We believe in sea monsters. Each time we head out bottom fishing in the deep, we hook up with something that we just cannot handle. Sometimes, it is a grouper with an attitude that just takes us down into the rocks and breaks us off. We know that happens as on our last trip out there, Roger Burnley had one get him hung in the rocks and he did the tautog trick of just giving the fish slack for a while and sure enough, it swam back out. Roger had it coming up and it went back in the rocks again. Free spool again and the trick worked a second time and this time he got it up. It was a 50-pound snowy grouper. Nice fish but no sea monster. Other times, someone will hook into something that just will not come off of the bottom at all and eventually something breaks: angler, leader, rod, line, or hook. We know that there are big sharks, grouper and wreckfish that get into the hundreds of pounds and we expect to tangle with a secret population of Atlantic halibut sometime we are out there.

It is never good to lose a fish after going toe to toe for an hour or so and we always wonder what it was that just broke our tackle.
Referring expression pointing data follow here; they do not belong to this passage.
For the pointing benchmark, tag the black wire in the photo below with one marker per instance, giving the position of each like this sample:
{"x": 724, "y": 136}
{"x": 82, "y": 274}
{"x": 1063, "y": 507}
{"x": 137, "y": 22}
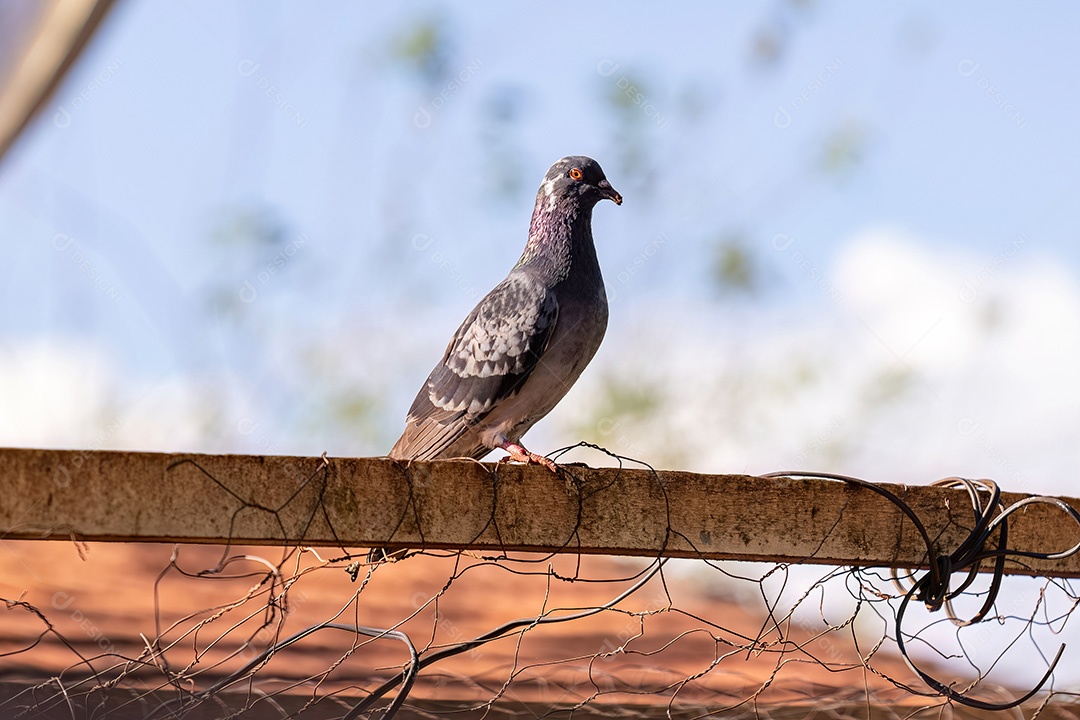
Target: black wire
{"x": 932, "y": 587}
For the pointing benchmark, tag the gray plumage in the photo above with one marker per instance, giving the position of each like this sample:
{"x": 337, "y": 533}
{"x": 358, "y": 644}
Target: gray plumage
{"x": 524, "y": 344}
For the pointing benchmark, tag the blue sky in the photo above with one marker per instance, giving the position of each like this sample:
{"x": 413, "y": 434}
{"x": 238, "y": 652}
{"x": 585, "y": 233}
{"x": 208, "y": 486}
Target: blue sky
{"x": 185, "y": 122}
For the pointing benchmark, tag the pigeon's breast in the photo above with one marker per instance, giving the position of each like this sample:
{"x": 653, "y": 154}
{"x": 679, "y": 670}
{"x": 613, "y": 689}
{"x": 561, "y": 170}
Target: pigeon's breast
{"x": 578, "y": 334}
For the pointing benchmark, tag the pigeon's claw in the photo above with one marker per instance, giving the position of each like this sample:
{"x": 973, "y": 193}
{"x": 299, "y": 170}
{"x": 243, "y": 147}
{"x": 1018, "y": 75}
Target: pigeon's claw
{"x": 517, "y": 453}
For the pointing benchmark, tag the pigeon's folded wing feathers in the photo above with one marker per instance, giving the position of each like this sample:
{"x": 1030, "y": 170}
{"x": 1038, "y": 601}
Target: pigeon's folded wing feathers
{"x": 490, "y": 355}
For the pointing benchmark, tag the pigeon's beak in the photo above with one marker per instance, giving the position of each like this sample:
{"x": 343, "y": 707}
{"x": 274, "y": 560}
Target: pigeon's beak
{"x": 609, "y": 192}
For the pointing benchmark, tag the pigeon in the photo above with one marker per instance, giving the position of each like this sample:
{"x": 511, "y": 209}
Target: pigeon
{"x": 525, "y": 344}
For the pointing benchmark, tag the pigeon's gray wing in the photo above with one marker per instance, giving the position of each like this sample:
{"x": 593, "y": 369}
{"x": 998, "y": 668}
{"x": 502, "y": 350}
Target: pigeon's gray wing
{"x": 490, "y": 355}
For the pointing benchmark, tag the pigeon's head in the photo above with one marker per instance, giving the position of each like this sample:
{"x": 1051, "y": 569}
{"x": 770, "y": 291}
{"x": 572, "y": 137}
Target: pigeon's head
{"x": 579, "y": 180}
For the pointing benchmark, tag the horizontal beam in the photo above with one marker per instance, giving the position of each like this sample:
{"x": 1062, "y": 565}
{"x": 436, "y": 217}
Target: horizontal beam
{"x": 363, "y": 502}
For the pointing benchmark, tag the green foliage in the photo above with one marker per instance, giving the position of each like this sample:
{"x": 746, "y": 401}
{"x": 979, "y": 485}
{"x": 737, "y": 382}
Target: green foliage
{"x": 423, "y": 48}
{"x": 732, "y": 268}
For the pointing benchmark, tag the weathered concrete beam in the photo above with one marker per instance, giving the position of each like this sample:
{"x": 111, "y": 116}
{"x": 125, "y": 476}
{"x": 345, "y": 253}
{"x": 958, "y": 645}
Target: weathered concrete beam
{"x": 360, "y": 502}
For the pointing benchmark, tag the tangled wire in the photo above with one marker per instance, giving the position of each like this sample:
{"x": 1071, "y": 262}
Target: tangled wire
{"x": 635, "y": 637}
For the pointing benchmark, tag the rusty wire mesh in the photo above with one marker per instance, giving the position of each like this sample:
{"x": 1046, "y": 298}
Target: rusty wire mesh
{"x": 349, "y": 633}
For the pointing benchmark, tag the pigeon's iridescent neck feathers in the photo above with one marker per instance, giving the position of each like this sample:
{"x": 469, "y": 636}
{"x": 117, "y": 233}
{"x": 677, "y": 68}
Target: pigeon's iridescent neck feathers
{"x": 561, "y": 231}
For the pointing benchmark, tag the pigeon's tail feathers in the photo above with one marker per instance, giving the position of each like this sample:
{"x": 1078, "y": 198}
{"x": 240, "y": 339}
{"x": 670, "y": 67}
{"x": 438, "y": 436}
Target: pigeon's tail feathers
{"x": 430, "y": 437}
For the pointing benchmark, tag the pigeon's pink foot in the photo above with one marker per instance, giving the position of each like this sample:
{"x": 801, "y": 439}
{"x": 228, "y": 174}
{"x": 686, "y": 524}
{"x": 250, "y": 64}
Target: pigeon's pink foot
{"x": 518, "y": 453}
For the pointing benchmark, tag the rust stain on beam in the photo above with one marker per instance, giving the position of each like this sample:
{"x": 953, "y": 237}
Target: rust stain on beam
{"x": 360, "y": 502}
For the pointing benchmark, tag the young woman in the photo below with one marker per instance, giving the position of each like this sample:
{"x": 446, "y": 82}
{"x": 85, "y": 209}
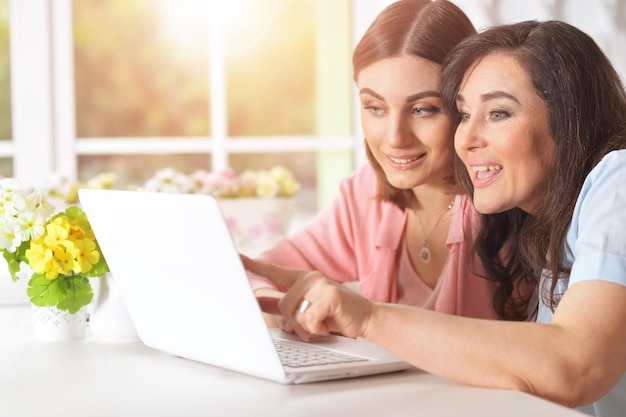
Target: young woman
{"x": 542, "y": 141}
{"x": 400, "y": 225}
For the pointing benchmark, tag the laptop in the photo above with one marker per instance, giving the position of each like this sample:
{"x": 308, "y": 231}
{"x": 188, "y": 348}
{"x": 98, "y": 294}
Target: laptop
{"x": 187, "y": 293}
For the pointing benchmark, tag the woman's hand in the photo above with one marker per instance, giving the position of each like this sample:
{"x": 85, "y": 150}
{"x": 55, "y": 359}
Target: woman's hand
{"x": 313, "y": 305}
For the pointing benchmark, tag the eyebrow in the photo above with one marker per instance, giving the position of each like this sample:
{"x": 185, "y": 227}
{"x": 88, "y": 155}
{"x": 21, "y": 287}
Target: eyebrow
{"x": 409, "y": 99}
{"x": 490, "y": 96}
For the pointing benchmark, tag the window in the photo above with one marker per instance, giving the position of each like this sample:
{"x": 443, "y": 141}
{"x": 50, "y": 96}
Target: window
{"x": 141, "y": 85}
{"x": 6, "y": 167}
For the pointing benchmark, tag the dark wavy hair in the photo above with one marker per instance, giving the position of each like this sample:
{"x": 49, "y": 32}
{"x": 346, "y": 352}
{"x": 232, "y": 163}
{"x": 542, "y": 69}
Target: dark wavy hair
{"x": 424, "y": 28}
{"x": 586, "y": 107}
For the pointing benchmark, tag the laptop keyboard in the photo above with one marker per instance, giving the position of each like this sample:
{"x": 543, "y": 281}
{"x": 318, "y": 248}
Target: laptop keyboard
{"x": 298, "y": 355}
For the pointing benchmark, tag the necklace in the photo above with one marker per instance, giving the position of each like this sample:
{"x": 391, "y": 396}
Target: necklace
{"x": 425, "y": 252}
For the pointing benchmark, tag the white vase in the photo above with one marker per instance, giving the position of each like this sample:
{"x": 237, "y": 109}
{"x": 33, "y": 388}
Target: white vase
{"x": 52, "y": 324}
{"x": 109, "y": 320}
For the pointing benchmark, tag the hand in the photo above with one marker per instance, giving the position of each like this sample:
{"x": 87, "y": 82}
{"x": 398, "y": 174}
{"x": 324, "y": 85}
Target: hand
{"x": 332, "y": 308}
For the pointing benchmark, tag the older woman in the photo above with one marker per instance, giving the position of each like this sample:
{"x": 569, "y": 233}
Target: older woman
{"x": 542, "y": 141}
{"x": 401, "y": 227}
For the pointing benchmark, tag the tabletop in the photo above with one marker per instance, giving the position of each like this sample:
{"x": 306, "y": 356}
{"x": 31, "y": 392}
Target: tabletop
{"x": 95, "y": 378}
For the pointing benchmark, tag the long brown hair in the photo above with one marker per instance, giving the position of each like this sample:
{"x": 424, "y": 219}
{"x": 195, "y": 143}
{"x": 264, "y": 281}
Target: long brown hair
{"x": 424, "y": 28}
{"x": 586, "y": 105}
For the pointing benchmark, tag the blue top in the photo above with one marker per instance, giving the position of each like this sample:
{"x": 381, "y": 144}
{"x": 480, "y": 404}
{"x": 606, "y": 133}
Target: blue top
{"x": 596, "y": 247}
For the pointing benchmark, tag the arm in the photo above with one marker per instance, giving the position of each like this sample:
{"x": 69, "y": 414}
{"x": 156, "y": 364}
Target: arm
{"x": 574, "y": 360}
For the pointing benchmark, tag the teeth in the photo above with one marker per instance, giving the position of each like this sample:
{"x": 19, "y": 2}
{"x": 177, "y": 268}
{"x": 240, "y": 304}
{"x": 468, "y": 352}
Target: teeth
{"x": 402, "y": 161}
{"x": 485, "y": 171}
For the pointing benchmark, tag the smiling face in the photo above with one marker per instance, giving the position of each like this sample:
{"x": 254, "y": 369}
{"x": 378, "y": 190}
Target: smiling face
{"x": 403, "y": 120}
{"x": 503, "y": 137}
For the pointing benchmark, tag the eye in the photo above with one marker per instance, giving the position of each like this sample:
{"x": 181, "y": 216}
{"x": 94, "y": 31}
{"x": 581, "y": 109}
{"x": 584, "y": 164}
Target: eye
{"x": 497, "y": 115}
{"x": 425, "y": 111}
{"x": 463, "y": 116}
{"x": 375, "y": 110}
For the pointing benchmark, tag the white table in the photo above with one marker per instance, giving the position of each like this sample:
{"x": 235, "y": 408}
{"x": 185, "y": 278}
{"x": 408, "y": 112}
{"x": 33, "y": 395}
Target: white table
{"x": 90, "y": 378}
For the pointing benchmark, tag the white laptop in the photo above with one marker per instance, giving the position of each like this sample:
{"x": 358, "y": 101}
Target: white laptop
{"x": 186, "y": 290}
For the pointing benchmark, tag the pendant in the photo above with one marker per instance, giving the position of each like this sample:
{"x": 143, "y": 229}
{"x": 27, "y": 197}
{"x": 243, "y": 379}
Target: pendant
{"x": 425, "y": 255}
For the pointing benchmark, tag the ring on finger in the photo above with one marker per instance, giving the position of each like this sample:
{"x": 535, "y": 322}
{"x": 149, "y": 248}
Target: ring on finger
{"x": 304, "y": 305}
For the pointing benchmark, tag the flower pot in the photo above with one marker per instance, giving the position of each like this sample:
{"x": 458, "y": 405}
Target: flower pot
{"x": 52, "y": 324}
{"x": 256, "y": 224}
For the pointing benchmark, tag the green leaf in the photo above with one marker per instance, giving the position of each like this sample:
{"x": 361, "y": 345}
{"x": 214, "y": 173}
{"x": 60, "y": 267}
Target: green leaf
{"x": 68, "y": 293}
{"x": 79, "y": 293}
{"x": 44, "y": 292}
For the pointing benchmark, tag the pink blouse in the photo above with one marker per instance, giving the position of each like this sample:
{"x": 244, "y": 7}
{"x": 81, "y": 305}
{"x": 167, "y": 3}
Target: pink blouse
{"x": 358, "y": 238}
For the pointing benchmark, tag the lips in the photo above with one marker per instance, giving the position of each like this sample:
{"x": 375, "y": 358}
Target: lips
{"x": 406, "y": 161}
{"x": 485, "y": 174}
{"x": 486, "y": 171}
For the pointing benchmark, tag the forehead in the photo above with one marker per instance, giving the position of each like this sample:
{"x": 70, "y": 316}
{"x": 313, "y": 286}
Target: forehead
{"x": 406, "y": 70}
{"x": 497, "y": 72}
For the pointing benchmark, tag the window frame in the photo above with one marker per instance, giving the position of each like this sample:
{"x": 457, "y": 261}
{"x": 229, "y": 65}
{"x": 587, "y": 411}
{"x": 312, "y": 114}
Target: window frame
{"x": 43, "y": 103}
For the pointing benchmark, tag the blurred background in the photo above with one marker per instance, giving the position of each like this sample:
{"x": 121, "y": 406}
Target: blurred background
{"x": 134, "y": 86}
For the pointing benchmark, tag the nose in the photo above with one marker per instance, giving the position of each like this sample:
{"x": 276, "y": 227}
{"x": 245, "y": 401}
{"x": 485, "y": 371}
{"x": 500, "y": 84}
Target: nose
{"x": 400, "y": 132}
{"x": 468, "y": 135}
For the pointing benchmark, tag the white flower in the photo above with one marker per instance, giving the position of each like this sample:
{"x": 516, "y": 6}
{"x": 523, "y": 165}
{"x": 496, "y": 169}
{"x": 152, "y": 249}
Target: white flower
{"x": 10, "y": 236}
{"x": 169, "y": 180}
{"x": 267, "y": 186}
{"x": 32, "y": 225}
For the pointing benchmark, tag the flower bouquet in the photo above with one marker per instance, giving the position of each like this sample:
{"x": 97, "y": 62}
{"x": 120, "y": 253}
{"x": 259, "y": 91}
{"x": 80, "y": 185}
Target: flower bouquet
{"x": 57, "y": 252}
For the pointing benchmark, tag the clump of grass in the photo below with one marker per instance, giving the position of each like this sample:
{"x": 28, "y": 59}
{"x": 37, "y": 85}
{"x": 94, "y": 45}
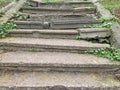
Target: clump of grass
{"x": 110, "y": 53}
{"x": 5, "y": 27}
{"x": 78, "y": 37}
{"x": 110, "y": 4}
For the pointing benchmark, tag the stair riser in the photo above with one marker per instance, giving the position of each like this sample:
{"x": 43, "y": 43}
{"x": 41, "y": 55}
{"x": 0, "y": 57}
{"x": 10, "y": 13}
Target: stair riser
{"x": 88, "y": 69}
{"x": 57, "y": 11}
{"x": 61, "y": 5}
{"x": 68, "y": 88}
{"x": 50, "y": 18}
{"x": 83, "y": 35}
{"x": 44, "y": 48}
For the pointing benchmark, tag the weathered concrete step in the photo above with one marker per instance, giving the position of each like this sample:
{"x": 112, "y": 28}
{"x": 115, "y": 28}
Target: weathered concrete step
{"x": 89, "y": 33}
{"x": 49, "y": 18}
{"x": 72, "y": 24}
{"x": 37, "y": 10}
{"x": 56, "y": 61}
{"x": 44, "y": 33}
{"x": 55, "y": 24}
{"x": 31, "y": 25}
{"x": 57, "y": 81}
{"x": 60, "y": 45}
{"x": 84, "y": 33}
{"x": 61, "y": 4}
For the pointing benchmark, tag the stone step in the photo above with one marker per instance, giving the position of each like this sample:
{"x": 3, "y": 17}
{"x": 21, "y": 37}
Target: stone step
{"x": 31, "y": 25}
{"x": 61, "y": 4}
{"x": 72, "y": 24}
{"x": 37, "y": 10}
{"x": 57, "y": 81}
{"x": 49, "y": 18}
{"x": 44, "y": 33}
{"x": 54, "y": 24}
{"x": 84, "y": 33}
{"x": 59, "y": 45}
{"x": 56, "y": 61}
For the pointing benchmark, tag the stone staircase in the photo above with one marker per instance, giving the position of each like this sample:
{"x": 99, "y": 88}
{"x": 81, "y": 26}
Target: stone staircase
{"x": 43, "y": 52}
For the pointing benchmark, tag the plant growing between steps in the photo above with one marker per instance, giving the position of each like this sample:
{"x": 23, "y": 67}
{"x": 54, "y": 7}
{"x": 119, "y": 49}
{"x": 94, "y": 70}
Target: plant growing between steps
{"x": 78, "y": 37}
{"x": 27, "y": 4}
{"x": 109, "y": 53}
{"x": 105, "y": 22}
{"x": 5, "y": 27}
{"x": 1, "y": 13}
{"x": 18, "y": 16}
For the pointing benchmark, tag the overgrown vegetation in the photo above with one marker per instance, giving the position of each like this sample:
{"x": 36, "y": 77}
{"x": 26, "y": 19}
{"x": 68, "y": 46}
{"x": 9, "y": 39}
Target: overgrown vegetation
{"x": 5, "y": 28}
{"x": 105, "y": 22}
{"x": 109, "y": 53}
{"x": 110, "y": 4}
{"x": 27, "y": 4}
{"x": 5, "y": 1}
{"x": 1, "y": 13}
{"x": 78, "y": 37}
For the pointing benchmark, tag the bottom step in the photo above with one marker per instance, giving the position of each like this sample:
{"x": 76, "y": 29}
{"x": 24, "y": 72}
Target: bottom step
{"x": 57, "y": 80}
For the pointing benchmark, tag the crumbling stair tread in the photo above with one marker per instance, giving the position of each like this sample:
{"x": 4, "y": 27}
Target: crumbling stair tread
{"x": 46, "y": 80}
{"x": 54, "y": 59}
{"x": 51, "y": 42}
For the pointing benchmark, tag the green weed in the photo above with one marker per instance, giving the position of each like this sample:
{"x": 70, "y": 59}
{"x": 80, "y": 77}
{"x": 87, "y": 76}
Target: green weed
{"x": 110, "y": 53}
{"x": 5, "y": 27}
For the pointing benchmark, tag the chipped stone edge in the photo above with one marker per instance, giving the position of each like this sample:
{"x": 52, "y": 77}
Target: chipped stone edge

Wes Blow really hates it and he had John Bishop make him a custom rod just to handle these monsters. He still needs to get a new reel and harness for it but for yesterday, he went with his old reel. He had his grouper rigs tied with huge hooks and 300-pound leader. Wes was hunting for sea monsters. He hooked one and got into another one of those bad fights. I thought Wes was going to break his back. It turned out the 300-pound leader broke first. Wes was out of action for a little bit. Bernie Sparrer hooked up to what seemed like a nice grouper and had it coming up. It went back down and broke him off in the rocks. Wes was re-rigged and had stretched out his back so back into the fray he went and hooked up to something big again. He said this not in the same class as the last one but it still looked like a pretty good fight to me. He would get it up a ways and them it would go back down again. Overtime, Wes gained more than the fish could take back. Roger said, “Look at the size of that air bubble coming up”. We often will see air bubbles ahead of tilefish or grouper but Roger was not seeing bubbles. He had the first glimpse of Wes’ sea monster. It turned out to be an odd-looking shark. Counting the long tail, about 12-feet long and very fat. The thing had some wicked teeth. It did not have a dorsal fin where a shark is supposed to have one. It had a single dorsal fin back near the tail. It behaved pretty well until we tried to control it with a gaff and remove the hook. Wes was leaning over the boat and trying to get the hook out. I think the thing wanted to eat Wes so it was released with the hook still there.

We did catch a nice snowy grouper, some black belly rosefish, all the spiny dogfish you could want and we did catch some blueline tilefish (one citation-sized). We spent most of the time deep trying to avoid sea bass but still caught some of those which were released.